8 Years Without You, Dad: Mourning and Celebrating

Eight years.

It’s hard to believe it’s been that long since I last heard your voice, saw your smile, or got to hug you. Time is strange—it moves forward, but grief has its own rhythm. Some days it feels like you’ve been gone forever; other days it feels like you were just here.Today marks eight years since you left this earth. And I find myself feeling two things at the same time: deep sorrow, and deep gratitude.

I Still Miss You

Grief doesn’t follow a calendar.
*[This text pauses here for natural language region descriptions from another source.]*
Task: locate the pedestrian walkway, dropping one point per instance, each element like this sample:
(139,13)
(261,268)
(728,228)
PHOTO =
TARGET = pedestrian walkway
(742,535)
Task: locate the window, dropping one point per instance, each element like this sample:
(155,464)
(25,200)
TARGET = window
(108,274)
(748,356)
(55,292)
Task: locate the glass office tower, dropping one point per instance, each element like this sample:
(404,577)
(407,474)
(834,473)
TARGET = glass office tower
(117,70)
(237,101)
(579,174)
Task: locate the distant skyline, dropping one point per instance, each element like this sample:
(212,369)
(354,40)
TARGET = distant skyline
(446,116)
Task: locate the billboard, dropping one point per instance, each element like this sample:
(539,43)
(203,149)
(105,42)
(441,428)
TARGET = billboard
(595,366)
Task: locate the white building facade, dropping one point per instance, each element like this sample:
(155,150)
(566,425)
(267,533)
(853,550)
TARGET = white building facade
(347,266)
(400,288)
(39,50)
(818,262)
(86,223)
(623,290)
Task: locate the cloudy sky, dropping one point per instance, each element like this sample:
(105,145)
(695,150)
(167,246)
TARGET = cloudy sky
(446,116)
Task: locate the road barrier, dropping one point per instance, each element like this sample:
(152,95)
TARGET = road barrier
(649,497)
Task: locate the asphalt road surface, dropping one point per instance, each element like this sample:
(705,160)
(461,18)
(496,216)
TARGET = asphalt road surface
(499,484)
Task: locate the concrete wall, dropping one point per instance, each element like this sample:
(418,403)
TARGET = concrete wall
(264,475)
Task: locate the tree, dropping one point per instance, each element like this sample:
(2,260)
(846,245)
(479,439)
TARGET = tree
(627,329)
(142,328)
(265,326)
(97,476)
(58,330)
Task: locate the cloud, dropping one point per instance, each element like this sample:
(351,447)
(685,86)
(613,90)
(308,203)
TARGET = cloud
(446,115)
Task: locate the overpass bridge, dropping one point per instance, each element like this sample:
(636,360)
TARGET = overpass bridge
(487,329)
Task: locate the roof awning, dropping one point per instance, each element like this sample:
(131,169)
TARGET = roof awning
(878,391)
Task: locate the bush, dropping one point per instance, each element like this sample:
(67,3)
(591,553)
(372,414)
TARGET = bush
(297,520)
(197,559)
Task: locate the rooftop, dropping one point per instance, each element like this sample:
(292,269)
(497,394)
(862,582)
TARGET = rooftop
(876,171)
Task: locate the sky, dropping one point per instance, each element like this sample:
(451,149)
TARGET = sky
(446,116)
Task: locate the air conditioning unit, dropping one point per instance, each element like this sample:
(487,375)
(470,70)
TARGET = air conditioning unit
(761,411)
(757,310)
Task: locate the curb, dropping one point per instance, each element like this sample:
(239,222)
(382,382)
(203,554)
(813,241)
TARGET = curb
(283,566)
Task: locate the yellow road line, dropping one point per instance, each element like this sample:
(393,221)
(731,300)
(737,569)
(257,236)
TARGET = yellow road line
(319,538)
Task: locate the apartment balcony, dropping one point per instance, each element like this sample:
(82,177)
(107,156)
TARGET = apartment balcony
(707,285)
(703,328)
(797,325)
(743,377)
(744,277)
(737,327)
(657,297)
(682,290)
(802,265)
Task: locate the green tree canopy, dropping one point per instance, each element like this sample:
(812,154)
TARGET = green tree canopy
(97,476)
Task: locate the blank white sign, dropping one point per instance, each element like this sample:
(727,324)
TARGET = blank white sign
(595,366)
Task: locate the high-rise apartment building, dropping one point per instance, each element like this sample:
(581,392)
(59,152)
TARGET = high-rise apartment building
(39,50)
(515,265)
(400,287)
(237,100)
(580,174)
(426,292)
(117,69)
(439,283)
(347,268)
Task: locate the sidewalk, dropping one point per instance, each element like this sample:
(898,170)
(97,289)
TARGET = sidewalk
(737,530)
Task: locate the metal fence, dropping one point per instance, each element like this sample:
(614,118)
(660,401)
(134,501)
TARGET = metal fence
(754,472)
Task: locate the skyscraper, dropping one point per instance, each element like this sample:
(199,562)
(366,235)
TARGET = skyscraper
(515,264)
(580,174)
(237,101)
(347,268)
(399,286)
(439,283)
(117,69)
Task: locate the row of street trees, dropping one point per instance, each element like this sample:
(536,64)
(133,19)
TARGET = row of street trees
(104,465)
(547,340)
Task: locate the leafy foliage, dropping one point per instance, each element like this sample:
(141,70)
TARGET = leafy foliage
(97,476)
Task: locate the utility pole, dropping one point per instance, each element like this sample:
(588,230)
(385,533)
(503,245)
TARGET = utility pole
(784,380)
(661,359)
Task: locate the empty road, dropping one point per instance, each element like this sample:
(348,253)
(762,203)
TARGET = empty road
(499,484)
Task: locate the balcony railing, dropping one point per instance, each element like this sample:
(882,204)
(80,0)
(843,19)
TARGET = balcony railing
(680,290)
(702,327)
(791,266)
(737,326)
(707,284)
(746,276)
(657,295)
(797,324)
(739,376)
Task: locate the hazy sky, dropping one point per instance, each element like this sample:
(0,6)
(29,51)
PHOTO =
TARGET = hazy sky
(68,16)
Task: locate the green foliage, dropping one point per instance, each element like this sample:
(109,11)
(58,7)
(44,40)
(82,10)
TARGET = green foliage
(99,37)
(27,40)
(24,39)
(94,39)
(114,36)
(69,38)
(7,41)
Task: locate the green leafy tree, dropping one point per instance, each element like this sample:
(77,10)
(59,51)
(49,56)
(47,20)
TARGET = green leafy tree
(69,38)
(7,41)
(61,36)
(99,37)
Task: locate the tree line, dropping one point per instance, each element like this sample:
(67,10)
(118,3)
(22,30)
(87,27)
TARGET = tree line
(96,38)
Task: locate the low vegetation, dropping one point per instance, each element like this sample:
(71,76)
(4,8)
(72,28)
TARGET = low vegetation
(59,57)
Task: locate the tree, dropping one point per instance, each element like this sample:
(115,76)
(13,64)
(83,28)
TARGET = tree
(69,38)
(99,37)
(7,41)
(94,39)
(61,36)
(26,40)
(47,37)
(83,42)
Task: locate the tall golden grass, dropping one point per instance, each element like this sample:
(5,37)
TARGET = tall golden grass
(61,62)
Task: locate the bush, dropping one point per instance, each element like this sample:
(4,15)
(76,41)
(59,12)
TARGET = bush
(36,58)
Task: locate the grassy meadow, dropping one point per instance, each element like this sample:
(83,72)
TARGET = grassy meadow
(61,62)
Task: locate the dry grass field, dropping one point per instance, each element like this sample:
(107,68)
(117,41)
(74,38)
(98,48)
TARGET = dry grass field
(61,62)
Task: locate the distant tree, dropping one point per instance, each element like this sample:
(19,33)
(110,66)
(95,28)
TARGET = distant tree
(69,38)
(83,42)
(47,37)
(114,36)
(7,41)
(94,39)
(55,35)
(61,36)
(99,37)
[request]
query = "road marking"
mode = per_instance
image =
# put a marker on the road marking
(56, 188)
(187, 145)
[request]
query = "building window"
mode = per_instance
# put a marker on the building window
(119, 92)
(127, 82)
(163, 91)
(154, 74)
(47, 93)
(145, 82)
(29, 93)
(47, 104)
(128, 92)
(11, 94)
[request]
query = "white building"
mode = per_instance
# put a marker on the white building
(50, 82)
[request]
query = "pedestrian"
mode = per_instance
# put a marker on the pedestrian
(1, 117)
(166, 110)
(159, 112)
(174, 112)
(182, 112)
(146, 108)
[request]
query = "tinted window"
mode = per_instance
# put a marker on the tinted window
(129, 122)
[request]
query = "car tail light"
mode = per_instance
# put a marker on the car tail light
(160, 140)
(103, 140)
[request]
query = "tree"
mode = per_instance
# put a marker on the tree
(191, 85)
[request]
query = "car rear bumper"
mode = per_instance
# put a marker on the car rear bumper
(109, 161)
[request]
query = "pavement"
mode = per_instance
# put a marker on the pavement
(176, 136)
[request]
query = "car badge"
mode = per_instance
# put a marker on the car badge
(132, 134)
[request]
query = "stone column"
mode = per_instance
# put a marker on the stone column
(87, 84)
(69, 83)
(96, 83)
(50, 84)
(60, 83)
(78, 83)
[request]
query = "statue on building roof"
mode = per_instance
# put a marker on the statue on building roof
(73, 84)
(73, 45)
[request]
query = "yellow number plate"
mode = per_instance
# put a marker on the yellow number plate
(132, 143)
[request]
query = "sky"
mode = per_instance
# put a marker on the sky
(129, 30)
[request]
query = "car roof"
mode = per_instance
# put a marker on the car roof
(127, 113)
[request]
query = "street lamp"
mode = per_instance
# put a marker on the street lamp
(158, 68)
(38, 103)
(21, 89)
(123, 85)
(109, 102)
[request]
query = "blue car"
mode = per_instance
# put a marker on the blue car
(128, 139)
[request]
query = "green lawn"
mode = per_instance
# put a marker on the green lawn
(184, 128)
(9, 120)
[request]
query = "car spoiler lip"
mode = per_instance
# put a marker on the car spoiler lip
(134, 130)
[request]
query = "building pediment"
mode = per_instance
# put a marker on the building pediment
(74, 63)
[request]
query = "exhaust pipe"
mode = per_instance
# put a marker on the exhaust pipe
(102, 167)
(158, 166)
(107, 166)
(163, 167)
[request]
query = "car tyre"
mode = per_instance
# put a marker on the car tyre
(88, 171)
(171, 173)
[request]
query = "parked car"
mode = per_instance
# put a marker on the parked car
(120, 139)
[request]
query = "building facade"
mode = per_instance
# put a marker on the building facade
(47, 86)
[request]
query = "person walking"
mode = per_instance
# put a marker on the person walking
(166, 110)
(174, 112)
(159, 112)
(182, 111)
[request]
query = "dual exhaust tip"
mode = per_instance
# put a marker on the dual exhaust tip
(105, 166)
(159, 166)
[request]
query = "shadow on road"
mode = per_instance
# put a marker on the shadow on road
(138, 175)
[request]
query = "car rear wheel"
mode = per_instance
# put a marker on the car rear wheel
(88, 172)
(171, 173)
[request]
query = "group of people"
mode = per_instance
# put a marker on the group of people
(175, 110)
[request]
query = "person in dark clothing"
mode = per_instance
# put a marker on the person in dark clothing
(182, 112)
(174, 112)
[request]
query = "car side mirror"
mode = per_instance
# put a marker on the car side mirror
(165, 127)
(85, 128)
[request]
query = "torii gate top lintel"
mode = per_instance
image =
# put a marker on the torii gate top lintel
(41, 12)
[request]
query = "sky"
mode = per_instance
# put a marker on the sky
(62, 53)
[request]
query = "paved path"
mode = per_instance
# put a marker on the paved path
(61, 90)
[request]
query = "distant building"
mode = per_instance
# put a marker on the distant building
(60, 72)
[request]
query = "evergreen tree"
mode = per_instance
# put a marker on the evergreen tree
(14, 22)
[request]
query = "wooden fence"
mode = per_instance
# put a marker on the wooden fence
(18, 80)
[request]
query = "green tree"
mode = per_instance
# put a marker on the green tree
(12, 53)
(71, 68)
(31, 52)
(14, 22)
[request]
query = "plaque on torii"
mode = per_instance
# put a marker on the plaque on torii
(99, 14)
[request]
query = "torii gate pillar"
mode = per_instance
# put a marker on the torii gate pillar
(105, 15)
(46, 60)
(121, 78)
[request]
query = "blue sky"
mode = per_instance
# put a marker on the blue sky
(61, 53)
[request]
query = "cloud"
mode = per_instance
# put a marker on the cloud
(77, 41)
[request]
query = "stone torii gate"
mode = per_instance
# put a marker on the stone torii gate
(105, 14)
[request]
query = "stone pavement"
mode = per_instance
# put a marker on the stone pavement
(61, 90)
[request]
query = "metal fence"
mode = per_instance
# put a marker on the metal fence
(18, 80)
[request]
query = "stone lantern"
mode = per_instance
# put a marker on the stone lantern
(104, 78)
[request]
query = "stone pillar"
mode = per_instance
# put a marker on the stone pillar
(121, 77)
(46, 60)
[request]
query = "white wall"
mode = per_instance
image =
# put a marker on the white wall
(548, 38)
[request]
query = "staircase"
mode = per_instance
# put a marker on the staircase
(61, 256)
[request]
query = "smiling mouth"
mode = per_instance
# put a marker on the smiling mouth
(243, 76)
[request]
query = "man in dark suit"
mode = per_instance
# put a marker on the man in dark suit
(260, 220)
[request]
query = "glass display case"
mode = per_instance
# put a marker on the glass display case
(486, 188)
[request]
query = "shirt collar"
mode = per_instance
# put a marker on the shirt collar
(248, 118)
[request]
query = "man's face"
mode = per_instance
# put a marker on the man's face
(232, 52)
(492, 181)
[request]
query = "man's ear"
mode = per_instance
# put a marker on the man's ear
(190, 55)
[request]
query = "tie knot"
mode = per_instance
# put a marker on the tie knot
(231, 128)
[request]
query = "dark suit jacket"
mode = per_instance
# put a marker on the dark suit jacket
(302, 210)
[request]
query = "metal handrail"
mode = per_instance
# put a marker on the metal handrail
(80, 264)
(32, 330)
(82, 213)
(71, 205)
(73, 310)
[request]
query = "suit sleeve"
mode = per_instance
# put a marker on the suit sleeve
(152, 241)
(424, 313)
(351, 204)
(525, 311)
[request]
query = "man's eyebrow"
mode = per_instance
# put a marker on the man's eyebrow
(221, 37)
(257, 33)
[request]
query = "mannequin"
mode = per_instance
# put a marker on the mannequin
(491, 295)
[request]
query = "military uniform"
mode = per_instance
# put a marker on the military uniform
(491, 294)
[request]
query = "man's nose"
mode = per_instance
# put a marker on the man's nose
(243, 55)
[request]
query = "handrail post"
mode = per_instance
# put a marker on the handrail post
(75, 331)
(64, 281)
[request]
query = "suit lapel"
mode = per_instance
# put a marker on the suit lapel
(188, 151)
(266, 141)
It hits at random moments—during a quiet drive, a family celebration, or when something reminds me of you.I miss the way you used to say things no one else could get away with. I miss your wisdom, your laughter, your quiet strength. I miss the way you made me feel seen and safe.There are so many things I wish you could’ve been here for… things I wish I could’ve asked, moments I wanted to share.

But I Still Celebrate You

Even in the pain, I can’t help but celebrate who you were.I celebrate your life—how you loved deeply, worked hard, prayed faithfully, and lived with purpose.I celebrate your influence—how your words and values still guide me, even now. How your legacy lives on in our family, in the way we love each other, in the faith you passed on.I celebrate the gift of having had you as my dad, even if I didn’t get as many years as I wanted.

Grief and Gratitude Can Coexist

I used to think I had to choose: either mourn or move on. But now I know better. I know it’s okay to still feel the ache, to still wish you were here, while also living with joy and hope.Grief is love that hasn’t found a place to go. And I’m learning to let that love fuel my gratitude, not just my sadness.

What I Would Say to You Today

If I could sit across from you now, I’d probably just say thank you.Thank you for being who you were. Thank you for showing me what it looks like to be strong and kind, wise and faithful. Thank you for loving me well.And I’d tell you this: I’m still trying to live in a way that would make you proud. I carry you with me—in my words, in my work, in how I love my family and trust God through it all.

Until We Meet Again

I don’t know how heaven marks the passing of time, but I imagine you’re not counting years like we are down here.Still, I hope you know: you’re not forgotten. You’re not just a memory—we still feel your presence, your influence, your love.And one day, there will be no more goodbyes. Until then, I’ll keep mourning and celebrating. And I’ll keep living the best I can with the time I’ve been given.I love you, Dad. Always.